Holy holograms, was that Princess Leia on CNN during election night?
No, it was just Jessica Yellin, a CNN correspondent. CNN beamed her image from Chicago to the CNN press center in New York City, where Wolf Blitzer and the rest of the team were covering election returns.
Yellin, who claimed she was the first person to be beamed in a "hologram" on live TV, explained for the audience how this was done. (See video below.) She said she was standing in a tent outside of the Obama headquarters in Chicago where the CNN crew had set up 35 high-definition cameras in a ring. She stood in the center of this ring and the cameras picked up her every movement and transmitted the image in 3D to the studio in New York.
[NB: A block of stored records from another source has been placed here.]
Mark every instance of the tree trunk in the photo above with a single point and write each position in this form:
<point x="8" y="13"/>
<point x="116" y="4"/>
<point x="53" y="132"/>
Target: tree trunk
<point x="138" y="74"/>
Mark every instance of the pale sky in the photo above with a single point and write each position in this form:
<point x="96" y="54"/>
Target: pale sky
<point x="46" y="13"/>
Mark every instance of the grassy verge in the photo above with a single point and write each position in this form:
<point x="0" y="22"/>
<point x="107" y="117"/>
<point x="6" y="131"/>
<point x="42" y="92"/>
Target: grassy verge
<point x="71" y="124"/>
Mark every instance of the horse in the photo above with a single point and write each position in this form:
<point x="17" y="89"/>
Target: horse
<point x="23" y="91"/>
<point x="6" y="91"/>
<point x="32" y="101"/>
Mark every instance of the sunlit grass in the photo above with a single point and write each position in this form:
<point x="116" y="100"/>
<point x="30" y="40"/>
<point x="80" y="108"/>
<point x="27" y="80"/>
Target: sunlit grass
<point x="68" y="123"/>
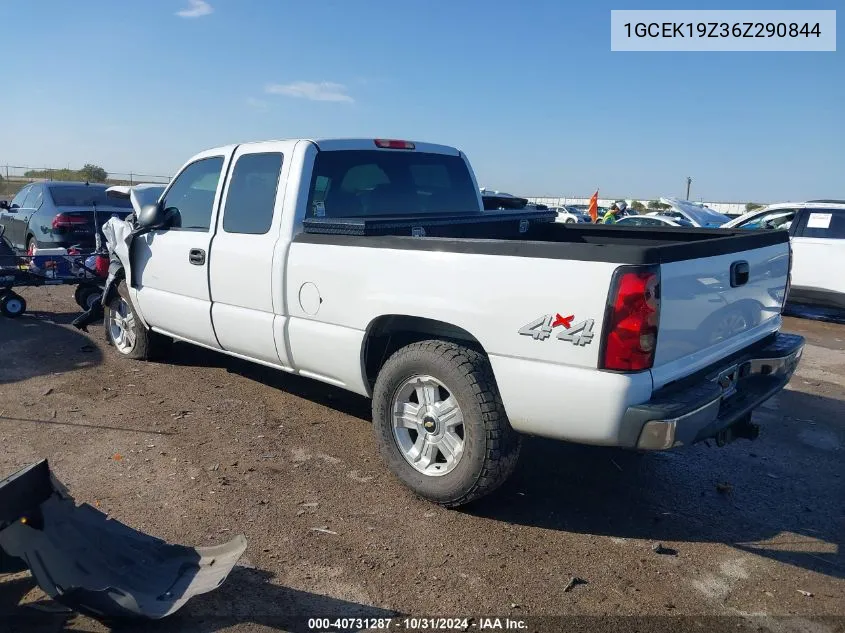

While CNN is touting its special effects from election night as a '"hologram, " that may not be technically the case. CNN's "hologram" seems to have been done using overlay images and a green screen to virtually put the reporter in the same studio as Wolf Blitzer. But true holography uses a different technique to create a true 3D image of a person standing in the studio. According to Wikipedia, "holography is a technique that allows the light scattered from an object to be recorded and later reconstructed so that it appears as if the object is in the same position relative to the recording medium as it was when recorded. The image changes as the position and orientation of the viewing system changes in exactly the same way as if the object was still present, thus making the recorded image or hologram appear three-dimensional."
True holography technology has been demonstrated by many other companies. Telstra, the Australian phone company, to beam its chief technology officer from Melbourne to a business meeting about 460 miles away in Adelaide. Cisco Systems has also used holograms in demonstrations to talk about its telepresence products. Cisco's telepresence solution does not transmit hologram images, but it does use high-definition cameras and TV screens to make executives in different locations feel like they are having an in-person meeting.
For the most part, holography is still too expensive for most companies to deploy commercially.
Whatever technique CNN used, there's no doubt that it looked it cool. And it conjured up some futuristic thoughts of Star Trek and Star Wars. But as a viewer watching the broadcast in my living room, I thought the whole thing was a bit silly and sort of annoying.
At one point during his interview with Yellin, Blitzer commented that he felt bringing Yellin into the studio via hologram created a more intimate setting for their interview. He said he liked the fact that there weren't oodles of noisy people standing behind her.
But I disagree with Blitzer. It seems to me the whole point of sending correspondents to events is so that viewers at home can get a taste of what's happening in those places. I actually wanted to see the throngs of people in Chicago, standing behind Yellin, shouting and cheering for Obama.
It's that excitement and feeling like I am there with the reporter that makes me want to watch TV news instead of just reading a story in a newspaper or online.
I realize that CNN wanted to show off its fancy new technology. And I applaud the cable network for pushing the envelope in its use of technology. But I don't really mind the old-fashioned cutaways to correspondents in remote locations. CNN and other news stations have plenty of reporters and pundits sitting in its studios every night of the week. There isn't anything terribly interesting about that to me. For an event like this, when Blitzer is talking to someone who is actually at Obama's headquarters, I want to see what she is seeing.